Session Window & MergingWindowAssigner
stream.keyBy("userId").window(EventTimeSessionWindows.withGap(Time.seconds(gap)))
在普通的翻滚窗口和滑动窗口中,窗口的范围是按时间区间固定的,虽然范围有可能重合,但是处理起来是各自独立的,并不会相互影响。但是会话窗口则不同,其范围是根据事件之间的时间差是否超过gap来确定的(超过gap就形成一个新窗口),也就是说并非固定。所以,我们需要在每个事件进入会话窗口算子时就为它分配一个初始窗口,起点是它本身所携带的时间戳(这里按event time处理),终点则是时间戳加上gap的偏移量。这样的话,如果两个事件所在的初始窗口没有相交,说明它们属于不同的会话;如果相交,则说明它们属于同一个会话,并且要把这两个初始窗口合并在一起,作为新的会话窗口。多个事件则依次类推,最终形成上面图示的情况。
为了支持会话窗口的合并,它们的WindowAssigner也有所不同,称为MergingWindowAssigner,如下类图所示。

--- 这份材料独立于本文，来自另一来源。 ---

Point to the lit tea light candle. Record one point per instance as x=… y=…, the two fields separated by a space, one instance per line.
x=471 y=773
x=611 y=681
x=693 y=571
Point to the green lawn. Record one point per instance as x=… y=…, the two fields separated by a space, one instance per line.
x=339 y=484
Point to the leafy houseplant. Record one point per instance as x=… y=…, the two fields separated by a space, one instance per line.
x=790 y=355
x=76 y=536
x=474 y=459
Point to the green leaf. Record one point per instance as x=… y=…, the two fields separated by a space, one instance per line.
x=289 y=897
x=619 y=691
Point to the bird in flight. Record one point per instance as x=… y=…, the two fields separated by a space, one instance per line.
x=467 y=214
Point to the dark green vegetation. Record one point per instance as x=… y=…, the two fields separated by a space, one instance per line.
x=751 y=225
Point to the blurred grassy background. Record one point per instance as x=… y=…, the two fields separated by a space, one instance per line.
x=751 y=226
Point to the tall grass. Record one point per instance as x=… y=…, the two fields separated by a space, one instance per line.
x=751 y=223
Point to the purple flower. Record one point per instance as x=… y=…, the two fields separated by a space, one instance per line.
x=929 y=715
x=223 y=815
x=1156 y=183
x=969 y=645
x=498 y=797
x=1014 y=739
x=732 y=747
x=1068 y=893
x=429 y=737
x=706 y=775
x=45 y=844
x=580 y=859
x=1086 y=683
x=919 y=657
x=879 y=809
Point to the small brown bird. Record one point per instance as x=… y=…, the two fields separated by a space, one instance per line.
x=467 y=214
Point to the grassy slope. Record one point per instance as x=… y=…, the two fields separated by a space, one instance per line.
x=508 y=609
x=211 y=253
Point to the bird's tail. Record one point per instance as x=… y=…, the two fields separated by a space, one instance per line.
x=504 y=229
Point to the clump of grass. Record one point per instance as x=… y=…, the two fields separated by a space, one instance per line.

MergingWindowAssigner是一个抽象类,代码很简单,定义了用于合并窗口的mergeWindows()方法以及合并窗口时的回调MergeCallback。
/*
* Licensed to the Apache Software Foundation (ASF) under one
* or more contributor license agreements. See the NOTICE file
* distributed with this work for additional information
* regarding copyright ownership. The ASF licenses this file
* to you under the Apache License, Version 2.0 (the
* "License"); you may not use this file except in compliance
* with the License. You may obtain a copy of the License at
*
* http://www.apache.org/licenses/LICENSE-2.0
*
* Unless required by applicable law or agreed to in writing, software
* distributed under the License is distributed on an "AS IS" BASIS,
* WITHOUT WARRANTIES OR CONDITIONS OF ANY KIND, either express or implied.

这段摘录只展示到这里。